Frédérik Jobert fait d’ailleurs une parenthèse sur le climat parfois délétère qu’il a pu vivre sur ce sujet “explosif” : “dire ‘coupes rases’ en réunion interministérielle peut parfois suffire à vous faire accuser de dangereux activiste”. Pourtant, comme il le rappelle, si les coupes rases représentent 0,5% de la surface de la forêt française en métropole, elles correspondent aussi à 14% des parcelles qui font l’objet d’une coupe chaque année. Loin d’exiger leur interdiction, il propose de s’inspirer de l’exemple allemand qui subventionne les propriétaires forestiers qui s’engagent dans une sylviculture moins intensive.

“Subventionner les conversions de centrales à charbon au bois n’a pas d’intérêt”

L’expert s’attaque ensuite au sujet du bois-énergie. Alors que la forêt est en péril – baisse de la production biologique, hausse de la mortalité et des prélèvements – et qu’elle joue de moins en moins son rôle de puits de carbone, il appelle à s’interroger sur l’usage du bois comme source d’énergie et à limiter son usage à des besoins prioritaires. “Contrôler le développement du bois énergie, le limiter parfois, n’est pas une insulte à son statut d’énergie bas-carbone mais au contraire reconnaître toute la noblesse de son caractère renouvelable”, écrit-il.

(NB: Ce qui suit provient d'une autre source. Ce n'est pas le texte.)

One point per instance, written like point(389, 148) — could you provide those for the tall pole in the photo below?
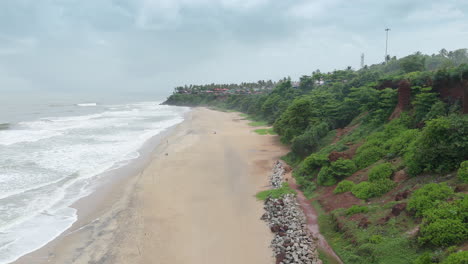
point(386, 44)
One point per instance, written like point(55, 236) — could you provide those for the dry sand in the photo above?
point(194, 205)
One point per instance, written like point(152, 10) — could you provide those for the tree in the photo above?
point(412, 63)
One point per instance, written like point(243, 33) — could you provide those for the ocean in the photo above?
point(53, 154)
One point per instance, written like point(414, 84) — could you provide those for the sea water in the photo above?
point(53, 155)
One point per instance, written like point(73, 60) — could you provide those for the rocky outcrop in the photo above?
point(292, 243)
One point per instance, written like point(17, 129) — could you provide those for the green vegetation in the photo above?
point(457, 258)
point(265, 131)
point(445, 224)
point(344, 186)
point(381, 172)
point(357, 209)
point(329, 175)
point(356, 129)
point(366, 190)
point(428, 196)
point(463, 171)
point(275, 193)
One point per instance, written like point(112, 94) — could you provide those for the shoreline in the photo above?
point(119, 209)
point(104, 194)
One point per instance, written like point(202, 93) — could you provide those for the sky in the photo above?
point(151, 46)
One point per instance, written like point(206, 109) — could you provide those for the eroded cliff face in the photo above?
point(449, 92)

Par exemple il est pertinent quand il est utilisé sur place, directement dans les usines de transformation, quand il permet de remplacer du fioul ou du gaz naturel par des chaudières et chaufferies biomasse là où il n’existe pas d’alternative, ou encore dans certaines régions isolées, qui font face à un climat hivernal rude et où la ressource en bois est abondante. En revanche, “subventionner à prix d’or la conversion de centrale charbon vers le bois (comme la centrale de Gardanne) pour produire de l’électricité dont on dispose déjà n’a aucun intérêt ni économique ni écologique”, assume-t-il sans ambages.

“Changer de paradigme”

Enfin, l’expert remet aussi en question la logique de subventions publiques automatiquement mise en place quand il s’agit de transition. Il cite ainsi l’exemple des peuplements de pins maritimes de Nouvelle-Aquitaine replantés exactement à l’identique grâce aux subventions de France Relance et de France 2030 : “ces replantations à vocation industrielle, aussi nécessaires soient elles au tissu local, n’auraient-elles pas pu trouver une autre source de financement ?”, interroge-t-il ?

Pire, les subventions publiques à des pratiques qui ne sont pas les plus vertueuses viennent influencer le diagnostic et le plan de gestion forestier, et enferment toute une filière dans un modèle économique non durable. En effet, les subventions d’Etat couvrant entre 50 et 80% du coût des travaux sur barème, encouragent à réaliser des travaux lourds et coûteux. Ce faisant, elles créent des effets d’aubaine, modifient l’intention des propriétaires, et enferment la sylviculture dans une dépendance à la subvention“, décrit-il.

Il appelle dès lors à avoir “le courage de changer de paradigme”, “d’arrêter ce qui ne marche pas”, “de renoncer à des modèles économiques condamnés”. Le sujet des forêts est désormais la prérogative du ministère de l’environnement : “peut-être faut-il y voir la première pierre d’un nouveau paradigme”, espère-t-il. Pour l’heure, Agnès Pannier-Runacher a mis en consultation le projet de plan d’action pour la préservation des sols forestiers, attendu depuis les Assises de la forêt en mars 2022 et annoncé le maintien en 2025 de l’ensemble des dispositifs prévus et ouverts en 2024 concernant la forêt. Sans remise en question.